Le foglie che ingialliscono, in botanica, finiscono spesso dentro quello che viene chiamato quadro di clorosi, cioè quando il normale verde si affievolisce per via di stress o di qualche carenza.

L’errore che capita più spesso

Chi tiene piante in casa di solito annaffia “a calendario”, magari ogni due giorni, senza dare davvero un’occhiata al terriccio. L’acqua in troppo è tra i motivi per cui le foglie iniziano a ingiallire.

I segnali più comuni sono questi:

  • foglie gialle tutte più o meno allo stesso modo
  • tessuto molle, un po’ afflosciato
  • terriccio che rimane umido di continuo
  • vaso ancora pesante anche dopo diversi giorni
  • magari un odore sgradevole che arriva dal terriccio

fermati con l’acqua per un po’ e guarda come scarica il vaso. Senza fori sul fondo, o con il sottovaso pieno d’acqua. Quando la situazione è già avanti, spesso tocca fare un rinvaso, usando un terriccio più arioso e controllando le radici una per una.

Come capire che tipo di ingiallimento hai davanti

Guardare dove spunta il giallo aiuta.

Foglie basse e vecchie che ingialliscono tutte allo stesso modo

Le cause più frequenti sono tre:

  • senescenza naturale, quando a ingiallire sono solo alcune foglie ormai vecchie
  • carenza di azoto
  • irrigazione non adeguata, sia in eccesso che in difetto

Un fertilizzante bilanciato con una buona quota di azoto è indicato nel periodo primaverile e durante l’estate.

Foglie nuove gialle con nervature ancora verdi

Questo tipo di foglie indica una carenza di ferro, spesso chiamata clorosi ferrica. Capita se il pH del terreno è troppo alto e il ferro, anche se presente, non è utilizzato dalla pianta.

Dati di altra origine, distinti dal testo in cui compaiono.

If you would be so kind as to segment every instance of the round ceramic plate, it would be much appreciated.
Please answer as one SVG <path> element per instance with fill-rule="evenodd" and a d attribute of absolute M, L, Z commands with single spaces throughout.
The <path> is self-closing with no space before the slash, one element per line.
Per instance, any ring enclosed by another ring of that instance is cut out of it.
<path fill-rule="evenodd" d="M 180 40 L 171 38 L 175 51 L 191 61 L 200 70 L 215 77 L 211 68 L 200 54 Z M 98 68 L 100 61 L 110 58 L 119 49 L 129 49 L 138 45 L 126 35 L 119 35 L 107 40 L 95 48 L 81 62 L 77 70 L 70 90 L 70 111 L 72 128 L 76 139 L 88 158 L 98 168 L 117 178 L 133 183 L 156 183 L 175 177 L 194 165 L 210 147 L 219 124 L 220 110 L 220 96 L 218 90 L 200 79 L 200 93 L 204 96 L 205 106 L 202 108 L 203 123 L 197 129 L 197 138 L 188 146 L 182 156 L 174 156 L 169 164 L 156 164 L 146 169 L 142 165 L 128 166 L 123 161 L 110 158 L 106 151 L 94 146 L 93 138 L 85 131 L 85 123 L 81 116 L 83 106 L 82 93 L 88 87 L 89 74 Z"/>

Cosa puoi fare, concretamente:

  • provare con il chelato di ferro
  • dare un’occhiata al pH del substrato, meglio se sta tra 6 e 7
  • evitare ristagni

Foglie secche, sottili o croccanti

In questo caso può capitare: poca acqua. Se il pane di terra si stacca dai bordi del vaso serve una reidratazione un po’ alla volta.

Punte e bordi gialli o secchi

Di solito c’entrano un po’ di cose:

  • aria molto secca
  • acqua parecchio calcarea o comunque ricca di sali
  • squilibri di micronutrienti come zinco e manganese

In casa, d’inverno con i termosifoni accesi, a volte basta usare acqua lasciata riposare un po’ e tenere più umida la zona intorno alla pianta.

Macchie gialle o bruciate

Se sulle foglie compaiono chiazze irregolari, spesso la causa è troppa luce diretta; altre volte c’entrano uno sbalzo di temperatura, il freddo che arriva da una finestra o lo stress dovuto al trapianto.

Il controllo più immediato da fare

  1. Infila un dito nel terreno per un paio di centimetri, più o meno 2 o 3.
  2. Guarda le radici, se riesci.
  3. Controlla la luce.
  4. Ispeziona il retro delle foglie per vedere se ci sono parassiti nascosti.
  5. Non concimare subito una pianta che ha appena subito un trapianto o ha preso troppa acqua.

Meglio pensarci prima che correre ai ripari dopo

Non annaffiare seguendo un calendario fisso, ma guardando com’è il terreno e che pianta hai davanti. Una monstera sopporta poco i ristagni che non se ne vanno mai, mentre altre piante in fase di piena crescita assorbono l’acqua molto più in fretta.

Il recupero comincia quasi sempre da tre punti base, sempre quelli: acqua giusta, luce giusta, drenaggio giusto.